Sean G. Massey, Sarah R. Young, & Ann Merriwether

Although progress in terms of LGBTQ rights has been made, and attitudes towards LGBTQ+ people have changed in the past few decades, the implications of anti-LGBTQ prejudice and discrimination remain serious. It is critical that efforts to change these attitudes continue, and that LGBTQ-affirmative social scientists, educators, and practitioners continue to develop a robust knowledge base to guide these efforts. In addition, there is a related literature that highlights the strength and resilience found in the LGBTQ community, even in the face of this adversity.

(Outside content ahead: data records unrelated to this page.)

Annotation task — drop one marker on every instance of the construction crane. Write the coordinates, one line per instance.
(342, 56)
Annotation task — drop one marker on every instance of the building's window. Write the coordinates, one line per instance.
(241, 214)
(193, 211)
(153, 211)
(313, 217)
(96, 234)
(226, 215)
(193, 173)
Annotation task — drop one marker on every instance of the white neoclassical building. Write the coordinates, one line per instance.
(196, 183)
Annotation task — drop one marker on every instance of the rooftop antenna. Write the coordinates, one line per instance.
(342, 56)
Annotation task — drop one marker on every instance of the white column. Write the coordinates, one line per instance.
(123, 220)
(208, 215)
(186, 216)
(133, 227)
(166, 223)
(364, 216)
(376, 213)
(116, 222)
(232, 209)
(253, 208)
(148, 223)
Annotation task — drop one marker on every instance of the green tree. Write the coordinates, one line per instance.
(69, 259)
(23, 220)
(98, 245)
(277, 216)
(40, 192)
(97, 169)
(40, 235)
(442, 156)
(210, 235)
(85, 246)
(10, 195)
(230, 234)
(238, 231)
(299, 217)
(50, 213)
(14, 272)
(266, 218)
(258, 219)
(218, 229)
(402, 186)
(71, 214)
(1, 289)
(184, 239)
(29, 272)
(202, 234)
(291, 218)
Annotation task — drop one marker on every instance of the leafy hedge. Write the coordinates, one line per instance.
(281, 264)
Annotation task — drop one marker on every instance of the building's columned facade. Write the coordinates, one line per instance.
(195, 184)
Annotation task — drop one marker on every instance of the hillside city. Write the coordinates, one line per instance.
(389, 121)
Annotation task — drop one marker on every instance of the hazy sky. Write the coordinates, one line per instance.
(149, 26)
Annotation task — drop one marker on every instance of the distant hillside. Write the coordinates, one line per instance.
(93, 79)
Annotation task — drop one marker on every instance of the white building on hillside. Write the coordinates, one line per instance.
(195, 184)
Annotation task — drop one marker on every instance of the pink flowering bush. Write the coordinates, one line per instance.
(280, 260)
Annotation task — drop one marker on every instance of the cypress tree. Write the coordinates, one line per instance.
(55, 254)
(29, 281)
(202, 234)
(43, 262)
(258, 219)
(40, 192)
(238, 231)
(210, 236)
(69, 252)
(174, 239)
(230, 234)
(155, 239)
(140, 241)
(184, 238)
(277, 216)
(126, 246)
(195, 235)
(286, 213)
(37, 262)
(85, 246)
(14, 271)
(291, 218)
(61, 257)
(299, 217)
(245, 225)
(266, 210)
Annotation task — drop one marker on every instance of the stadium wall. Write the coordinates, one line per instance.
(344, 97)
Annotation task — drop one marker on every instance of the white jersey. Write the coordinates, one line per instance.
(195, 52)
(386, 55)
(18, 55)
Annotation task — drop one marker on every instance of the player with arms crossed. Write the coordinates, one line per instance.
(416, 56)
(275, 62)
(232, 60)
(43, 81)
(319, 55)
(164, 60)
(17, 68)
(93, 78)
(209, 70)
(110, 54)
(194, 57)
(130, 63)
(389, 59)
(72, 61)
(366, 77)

LGBTQ historians and anthropologists like Chauncey (1995), D’Emilio (1983), Stryker (2008), and Kennedy and Davis (1993) have helped make visible the courage and perseverance of LGBTQ individuals and communities who faced legal risks, social stigma, overt discrimination, and violence across the 20th century. These are the voices and struggles of a resilient community: the Mattachine Society and Daughters of Bilitis who organized and built networks of LGBTQ people in the shadow of McCarthyism and anti-homosexual witch hunts; the transwomen and transmen, drag queens, queer youth of color, street hustlers, butch dykes, and gay men who took a stand at the Stonewall Inn, throwing pennies, nickels, high heeled shoes, and bricksin protest against police harassment; the LGBTQ people who, amid unimaginable death and sadness brought about by the AIDS epidemic, built organizations, took care of each other, acted up, and fought back against government disdain and neglect; the people with AIDS who, many in midst of the ravages of the disease, still found meaning in helping others. These stories of resilience aren’t meant to minimize the dangers or potential for harm. In the words of Harvey Milk, they are simply stories of hope:

“Hope for a better world, hope for a better tomorrow, hope for a better place to come to if the pressures at home are too great. Hope that all will be alright…. and you and you and you, you have to give people hope.” (Milk, 1973).